According to a new survey of 1,298 consumers from Boston Retail Partners (BRP), “Consumer Shopping Habits — The Generation Gap,” digital consumers age 18-37 approach brick-and-mortar stores very differently than traditional consumers age 38 and up.
For example, digital consumers tend to want in-store technology that enables personalized shopping. Sixty-five percent want personalized recommendations, while 61% want a curated selection of products from stylists and 60% want recommendations based on what is in their closet.
Meanwhile, traditional consumers are more interested in technology that helps ensure product availability – 63% want associates to have the ability to order out-of-stock products and 60% want the ability to search in-store inventory availability.
Digital consumers are also more interested in having technology-enabled control of their in-store shopping experience – 87% say self-service options allow them to control their own experience and 71% like automated pickup and returns processes.

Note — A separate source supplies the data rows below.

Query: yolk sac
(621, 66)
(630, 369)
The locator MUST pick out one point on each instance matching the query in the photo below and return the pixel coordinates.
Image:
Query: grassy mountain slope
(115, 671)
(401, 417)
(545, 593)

In contrast, 60% of traditional consumers say self-service options allow them to control their own experience, while 49% say automated returns are nice but not necessary, and 41% say automated pickups are nice but not necessary.
Another key differentiator is the likelihood of consumers from different generations to choose a store based on advanced checkout options:
• Mobile POS used by store associates (59% digital, 30% traditional).

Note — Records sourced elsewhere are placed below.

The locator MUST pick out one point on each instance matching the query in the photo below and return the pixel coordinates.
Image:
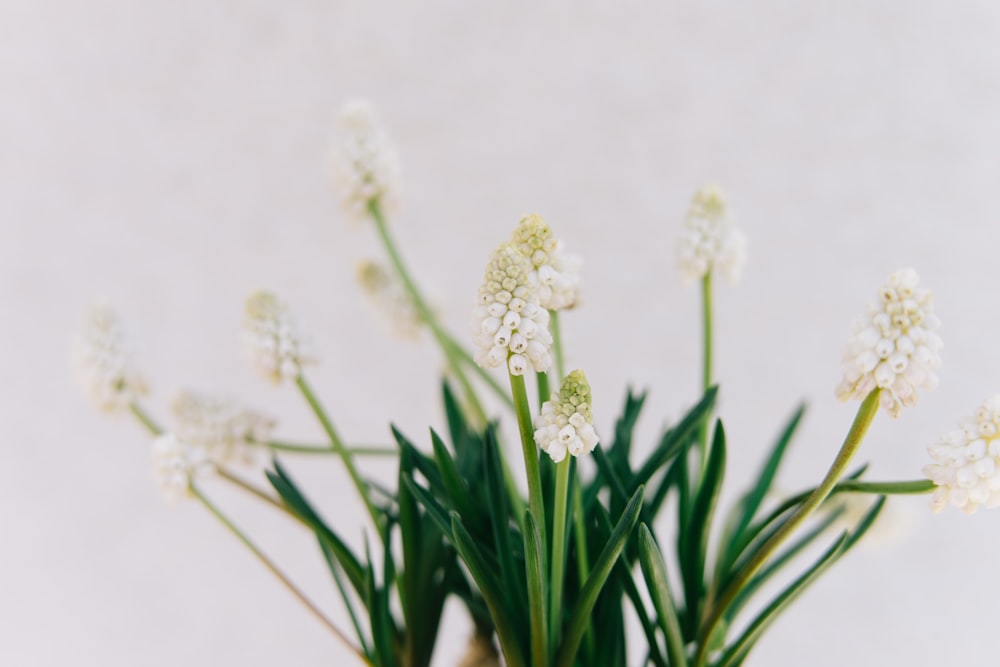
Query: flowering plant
(546, 576)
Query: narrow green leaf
(655, 572)
(503, 617)
(592, 587)
(534, 565)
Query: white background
(172, 156)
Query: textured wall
(172, 156)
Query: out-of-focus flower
(894, 346)
(365, 164)
(566, 423)
(273, 340)
(104, 361)
(224, 430)
(709, 241)
(391, 298)
(966, 466)
(556, 273)
(509, 325)
(175, 465)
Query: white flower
(709, 241)
(272, 338)
(175, 464)
(894, 346)
(967, 461)
(509, 325)
(365, 166)
(390, 296)
(224, 430)
(104, 360)
(556, 272)
(566, 423)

• Self-checkout (75% digital, 30% traditional).
• Mobile wallet or retailer app (65% digital, 33% traditional).
When looking at attitudes toward delivery of products from a store, digital consumers are more likely to choose a store based on same-day delivery (77% vs. 60%). But traditional consumers are slightly more likely to choose a store based on free delivery (86% vs. 84%).
In general, digital consumers are more likely to share feedback about a brick-and-mortar shopping experience, good or bad, than their elders. Sixty-five percent of digital consumers and 49% of traditional consumers will contact a retailer to share feedback about an exceptional in-store experience. And 61% of digital consumers and 29% of traditional consumers will share an exceptional in-store experience on social media.
However, response rates are much closer for likelihood to share feedback about an unsatisfactory in-store experience with the retailer (66% vs. 64%) and stop shopping at a retailer (66% vs. 61%). Digital consumers are still much more likely to share an unsatisfactory in-store experience via social media (56% vs. 27%).
Before entering a store, both digital and traditional consumers will use technology to research and prepare for the trip. However, digital consumers are more focused on prioritizing their purchases, while traditional consumers zero in on discounts, as demonstrated by differences in likelihood to perform the following activities:
• Compare prices (59% digital vs. 64% traditional).
• Look for offers/coupons (44% vs. 57%).
• Build a shopping list (62% vs. 49%).